One of the best ways to protect an intranet from attack is to put a heavily fortified bastion host or bastion server in a firewall. Having a bastion host means that all access to an intranet from the Internet will be required to come through the bastion host. By concentrating all access in a single server, or a small group of servers, it's much easier to protect the entire intranet.

The bastion host does not provide intranet services itself. When it receives a request from the Internet for an intranet service, the host passes the request to the appropriate server. Subsequently, it takes the response and passes it back to the Internet.

Proxy server programs can also run on bastion hosts. That is, when someone on the intranet wants to get at an Internet resource, they first contact the proxy server on the bastion host, and the bastion host then relays the request to the Internet server. The Internet server sends the information to the proxy server on the bastion host, which in turn passes the information back to the user on the intranet.

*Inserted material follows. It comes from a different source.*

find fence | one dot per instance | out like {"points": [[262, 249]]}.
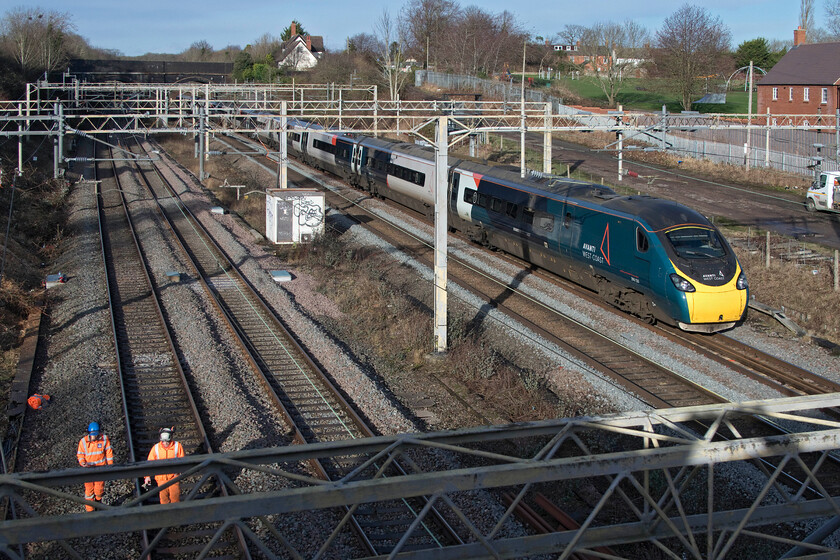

Several means are taken to ensure that the bastion host is as secure as possible-and also to make sure that if the host is hacked into, intranet security won't be compromised.

To make the bastion host secure, it is stripped of all but the most basic services. A typical network server provides login, file, print, and other services, including access to additional servers. On a bastion host, those services have been prohibited. Since there are no user accounts, it's difficult for someone to break in using passwords. Since it has few services available, even if someone did break in, there wouldn't be much they could do with it.

For even more security, bastion hosts can be put on a private subnet (often referred to as a perimeter network), further isolating the host so that if someone breaks into it, they can only get access to that subnet, not to the rest of the intranet. A filtering router reviews packets coming from the private subnet, making sure that only authorized incoming requests pass through to the intranet.

Even more security measures can protect the server and intranet, sending alerts to intranet administrators if someone is trying to break in. The bastion host can log all access to it, and keep a secure backup of that log on a physically separate machine connected by the serial port so no one can gain access to the log remotely. System administrators can examine the log for signs of break-ins. Even more powerful are monitoring programs that watch the log and sound an alarm if it detects someone has been trying to break into the server. Auditing software can also constantly check the server software to see if it has been altered in any way-a possible sign that an intruder has successfully attacked it and taken control of its resources.

How Bastion Hosts Work

A bastion host (also called a bastion server) is one of the main defenses in an intranet firewall. It's a heavily fortified server that sits inside the firewall, and it is the main point of contact between the intranet and the Internet. By having an isolated, heavily defended server as the main point of contact, the rest of the intranet resources can be shielded from attacks starting on the Internet.